Language assistant


Hello! My name is Caitlin and I’m the English language assistant for this academic year. I’m 24 years old and I come from Glasgow in Scotland. I went to university in St Andrews where I studied Italian and Modern History. After I graduated, I wasn’t sure what I wanted to do and so decided to spend some more time abroad – and that’s how I ended up coming to Ortisei!

I’m really enjoying my time here so far. I think Val Gardena is one of the most beautiful places I’ve ever been, the landscape is incredible. I don’t think I’ll ever get tired of the view here! Although I’ve spent time in Italy before this has been a new experience for me since this region is so unique and it’s been really interesting learning about the Ladin language and culture. Now that the ski season is here, I’m hoping to give skiing a go as I’ve never tried it before and living here is a great opportunity to try it.

I have also really enjoyed my time working in the school and getting to know the different classes. I’ve really liked being able to work on so many different topics with a variety of students, every day really has brought something new! It’s also been interesting to see the system you have here as it’s very different from the school system in Scotland and I’ve been so impressed by the multi-lingual aspect of the school.

Overall, my time here has flown by so quickly and I can’t believe I’m almost halfway through my 8 months here. I’m not sure I’m going to be ready to go back to Scotland in June.



Ryan Young is our new language assistant. He comes from Conventry, UK, is 23 years old and enjoys living in Italy.

We have asked him a few questions to get to know him better.

1. Why did you want to become a language assistant?

I have wanted to work in Italy since I studied here during university. I also wanted to gain teaching experience as one day I would like to teach at a Higher Education or Secondary level. I chose to teach English Language in particular because there is a strong demand for native speaking teachers in Italy and across Europe. I have come to enjoy the role so much that I am even considering finding a full-time role in Italy once I have finished my placement.

2. What advice would you give our students?

Originally I did not think about coming to Alto-Adige to teach. It is not what most people believe to be “typical Italy”, whatever that may be. But since coming here I have been thoroughly impressed. Not just by the landscapes, which, it goes without saying, are some of the best in the world, but also by the rich and vibrant culture and ancient traditions found here. It has been interesting to see how people of all ages strive to keep Ladin culture alive, especially by speaking the language on a day-to-day basis.
My School have been very accommodating from day one. My tutors have done an incredible job by striking the right balance between allowing me to take part in, and even teach, some lessons whilst giving me time to observe their own teaching practices.

3. What is a highlight in your life you are particular proud of?

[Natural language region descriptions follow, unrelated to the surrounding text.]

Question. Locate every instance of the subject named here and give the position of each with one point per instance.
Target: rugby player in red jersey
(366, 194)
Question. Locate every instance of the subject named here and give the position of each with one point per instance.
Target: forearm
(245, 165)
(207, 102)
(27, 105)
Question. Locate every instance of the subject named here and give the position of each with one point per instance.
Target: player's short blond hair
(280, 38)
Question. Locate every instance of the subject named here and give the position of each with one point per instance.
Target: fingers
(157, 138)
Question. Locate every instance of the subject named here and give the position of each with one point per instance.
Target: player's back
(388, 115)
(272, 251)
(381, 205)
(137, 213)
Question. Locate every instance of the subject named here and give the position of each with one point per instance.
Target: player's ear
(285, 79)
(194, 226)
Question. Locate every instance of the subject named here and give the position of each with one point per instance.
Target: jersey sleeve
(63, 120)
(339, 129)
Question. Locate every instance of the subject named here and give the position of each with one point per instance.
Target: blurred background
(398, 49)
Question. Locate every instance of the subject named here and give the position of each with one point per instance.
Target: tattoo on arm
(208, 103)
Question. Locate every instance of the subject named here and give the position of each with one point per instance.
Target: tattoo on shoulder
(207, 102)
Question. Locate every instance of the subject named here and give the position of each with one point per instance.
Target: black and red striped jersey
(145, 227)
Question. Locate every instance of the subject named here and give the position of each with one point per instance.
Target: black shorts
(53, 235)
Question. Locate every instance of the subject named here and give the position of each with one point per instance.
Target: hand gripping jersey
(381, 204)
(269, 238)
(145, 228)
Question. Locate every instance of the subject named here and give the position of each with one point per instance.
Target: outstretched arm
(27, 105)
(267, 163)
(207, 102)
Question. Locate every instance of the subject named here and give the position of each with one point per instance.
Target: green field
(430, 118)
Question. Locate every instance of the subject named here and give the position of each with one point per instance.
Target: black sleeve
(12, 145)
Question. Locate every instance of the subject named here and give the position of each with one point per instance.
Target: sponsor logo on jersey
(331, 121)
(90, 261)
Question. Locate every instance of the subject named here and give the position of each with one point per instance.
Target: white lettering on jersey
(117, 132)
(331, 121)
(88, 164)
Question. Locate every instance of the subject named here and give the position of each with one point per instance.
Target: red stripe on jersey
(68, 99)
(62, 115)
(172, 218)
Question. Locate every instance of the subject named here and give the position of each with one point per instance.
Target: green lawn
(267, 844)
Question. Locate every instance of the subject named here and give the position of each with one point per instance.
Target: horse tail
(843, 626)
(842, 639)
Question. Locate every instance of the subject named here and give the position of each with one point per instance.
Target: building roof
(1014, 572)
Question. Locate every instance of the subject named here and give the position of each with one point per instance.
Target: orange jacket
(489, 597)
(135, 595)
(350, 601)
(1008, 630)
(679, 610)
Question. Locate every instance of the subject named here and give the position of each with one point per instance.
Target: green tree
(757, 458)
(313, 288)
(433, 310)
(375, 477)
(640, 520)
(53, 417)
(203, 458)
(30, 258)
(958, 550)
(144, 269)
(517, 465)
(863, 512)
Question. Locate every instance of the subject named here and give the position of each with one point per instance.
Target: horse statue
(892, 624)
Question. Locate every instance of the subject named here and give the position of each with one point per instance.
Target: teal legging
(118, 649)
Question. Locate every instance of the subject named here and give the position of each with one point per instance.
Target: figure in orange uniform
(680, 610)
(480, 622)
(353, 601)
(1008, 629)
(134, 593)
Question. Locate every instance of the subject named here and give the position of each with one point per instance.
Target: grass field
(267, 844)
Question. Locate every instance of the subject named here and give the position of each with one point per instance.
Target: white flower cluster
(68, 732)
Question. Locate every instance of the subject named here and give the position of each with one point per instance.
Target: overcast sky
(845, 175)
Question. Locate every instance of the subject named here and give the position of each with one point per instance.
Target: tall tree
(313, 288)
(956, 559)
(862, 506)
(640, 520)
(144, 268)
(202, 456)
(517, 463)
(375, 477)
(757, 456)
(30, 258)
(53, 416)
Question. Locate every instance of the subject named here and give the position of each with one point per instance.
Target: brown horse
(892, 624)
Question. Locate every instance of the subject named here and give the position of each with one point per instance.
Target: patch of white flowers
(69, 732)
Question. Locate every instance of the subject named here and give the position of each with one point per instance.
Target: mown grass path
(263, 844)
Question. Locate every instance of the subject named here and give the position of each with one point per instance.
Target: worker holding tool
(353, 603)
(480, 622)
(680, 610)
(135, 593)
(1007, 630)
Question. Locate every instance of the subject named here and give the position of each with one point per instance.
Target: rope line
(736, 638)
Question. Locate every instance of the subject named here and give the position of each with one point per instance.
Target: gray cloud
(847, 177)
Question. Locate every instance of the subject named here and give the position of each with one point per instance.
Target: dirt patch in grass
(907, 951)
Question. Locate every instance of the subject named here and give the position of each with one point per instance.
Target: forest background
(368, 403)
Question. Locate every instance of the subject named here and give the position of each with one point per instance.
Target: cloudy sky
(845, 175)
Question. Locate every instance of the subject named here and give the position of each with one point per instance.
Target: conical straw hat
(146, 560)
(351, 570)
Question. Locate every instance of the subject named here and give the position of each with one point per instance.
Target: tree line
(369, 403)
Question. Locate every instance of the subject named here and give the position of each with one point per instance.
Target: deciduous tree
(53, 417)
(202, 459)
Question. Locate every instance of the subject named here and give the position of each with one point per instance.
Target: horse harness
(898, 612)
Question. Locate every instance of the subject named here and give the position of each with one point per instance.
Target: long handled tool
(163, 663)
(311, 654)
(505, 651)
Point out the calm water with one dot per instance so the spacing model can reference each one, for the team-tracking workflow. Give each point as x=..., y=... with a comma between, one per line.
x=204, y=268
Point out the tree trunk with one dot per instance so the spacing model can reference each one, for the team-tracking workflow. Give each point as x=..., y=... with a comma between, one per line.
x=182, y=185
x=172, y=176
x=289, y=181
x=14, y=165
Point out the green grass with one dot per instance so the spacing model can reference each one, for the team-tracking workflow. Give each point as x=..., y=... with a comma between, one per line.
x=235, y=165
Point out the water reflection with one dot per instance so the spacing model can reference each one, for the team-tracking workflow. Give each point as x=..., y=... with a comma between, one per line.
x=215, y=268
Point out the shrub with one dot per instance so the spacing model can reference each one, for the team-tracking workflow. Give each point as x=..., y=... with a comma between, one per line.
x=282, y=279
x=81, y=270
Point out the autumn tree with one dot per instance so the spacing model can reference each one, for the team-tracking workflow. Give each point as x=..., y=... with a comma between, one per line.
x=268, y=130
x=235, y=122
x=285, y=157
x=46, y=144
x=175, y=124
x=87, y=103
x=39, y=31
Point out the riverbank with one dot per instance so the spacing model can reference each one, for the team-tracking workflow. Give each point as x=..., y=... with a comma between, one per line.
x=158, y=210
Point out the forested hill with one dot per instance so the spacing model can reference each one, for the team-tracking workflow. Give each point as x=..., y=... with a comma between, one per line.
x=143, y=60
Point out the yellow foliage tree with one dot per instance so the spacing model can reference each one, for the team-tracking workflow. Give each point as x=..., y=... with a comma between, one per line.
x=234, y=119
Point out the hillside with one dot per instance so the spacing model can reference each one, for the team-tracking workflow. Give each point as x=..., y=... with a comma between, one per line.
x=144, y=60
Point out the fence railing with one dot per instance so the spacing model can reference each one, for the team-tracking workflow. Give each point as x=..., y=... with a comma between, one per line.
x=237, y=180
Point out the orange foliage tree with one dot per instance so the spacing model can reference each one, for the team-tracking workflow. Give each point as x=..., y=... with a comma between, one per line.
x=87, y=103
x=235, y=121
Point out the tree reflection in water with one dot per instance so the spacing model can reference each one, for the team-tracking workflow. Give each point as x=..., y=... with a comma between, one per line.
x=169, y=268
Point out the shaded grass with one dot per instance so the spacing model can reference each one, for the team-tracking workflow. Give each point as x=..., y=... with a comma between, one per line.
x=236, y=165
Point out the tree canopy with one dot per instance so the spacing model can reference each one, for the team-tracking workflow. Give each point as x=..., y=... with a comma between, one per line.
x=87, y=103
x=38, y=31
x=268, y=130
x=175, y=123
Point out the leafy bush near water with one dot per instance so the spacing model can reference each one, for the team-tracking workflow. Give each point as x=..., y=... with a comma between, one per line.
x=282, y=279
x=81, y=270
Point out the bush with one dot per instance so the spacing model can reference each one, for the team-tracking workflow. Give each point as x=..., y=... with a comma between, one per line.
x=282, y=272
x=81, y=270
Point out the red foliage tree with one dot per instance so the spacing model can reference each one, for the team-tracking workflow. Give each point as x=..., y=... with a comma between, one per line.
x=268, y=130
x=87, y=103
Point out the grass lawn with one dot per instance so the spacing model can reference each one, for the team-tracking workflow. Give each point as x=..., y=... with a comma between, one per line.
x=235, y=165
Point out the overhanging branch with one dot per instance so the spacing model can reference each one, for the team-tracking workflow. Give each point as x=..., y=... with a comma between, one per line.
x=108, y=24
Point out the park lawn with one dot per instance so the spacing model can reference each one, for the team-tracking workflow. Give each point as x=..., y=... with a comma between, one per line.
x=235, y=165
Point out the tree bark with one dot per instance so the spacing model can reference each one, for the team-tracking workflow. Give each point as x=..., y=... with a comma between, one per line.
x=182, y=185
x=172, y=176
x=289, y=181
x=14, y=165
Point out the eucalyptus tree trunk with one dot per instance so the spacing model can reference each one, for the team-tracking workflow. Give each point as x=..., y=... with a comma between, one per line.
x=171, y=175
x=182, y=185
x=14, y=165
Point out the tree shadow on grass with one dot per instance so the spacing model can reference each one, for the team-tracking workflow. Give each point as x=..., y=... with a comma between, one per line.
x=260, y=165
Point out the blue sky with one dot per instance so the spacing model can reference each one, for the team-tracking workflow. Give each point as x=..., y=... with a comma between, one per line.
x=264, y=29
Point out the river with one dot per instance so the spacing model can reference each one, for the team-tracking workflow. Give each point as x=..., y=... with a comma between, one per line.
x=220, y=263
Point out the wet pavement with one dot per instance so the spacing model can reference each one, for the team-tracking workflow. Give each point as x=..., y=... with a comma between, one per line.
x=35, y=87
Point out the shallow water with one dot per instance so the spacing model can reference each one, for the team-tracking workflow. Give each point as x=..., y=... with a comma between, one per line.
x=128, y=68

In terms of advice for learning a language (I have been learning Italian - intermittently - for about 7 years now) it would be to not be afraid of making mistakes. Never turn down an opportunity to practice speaking (especially with a native) and always remember that learning a language is a trial and error process. 
In terms of general advice about school, it would be to not let one bad test mark or feedback to get you down. In the grand scheme of things, any negative feedback should been seen as a path towards improvement.
I am particularly proud of my time spent living in Italy, including the two times I went to Venice for my undergrad and Masters and my current British Council placement. Living and working in Italy has taught me to appreciate this country like a second home and I am amazed how comfortable I can feel when I am here.

4. What annoys you most?  

I get very annoyed when I can’t remember a certain word or term, especially if I’m practising my Italian. It’s a bad habit of mine and I guess I should stop focusing so much on the little things.

5. What is your favourite aspect of your current job?

So far my favourite aspect of the job has been the few times when I have come up with an unusual theme for a lesson and the students have fully engaged with it. This is, of course, not a regular occurrence but even the process of trying to find out what suits certain pupils and classes and what doesn’t suit others can be interesting.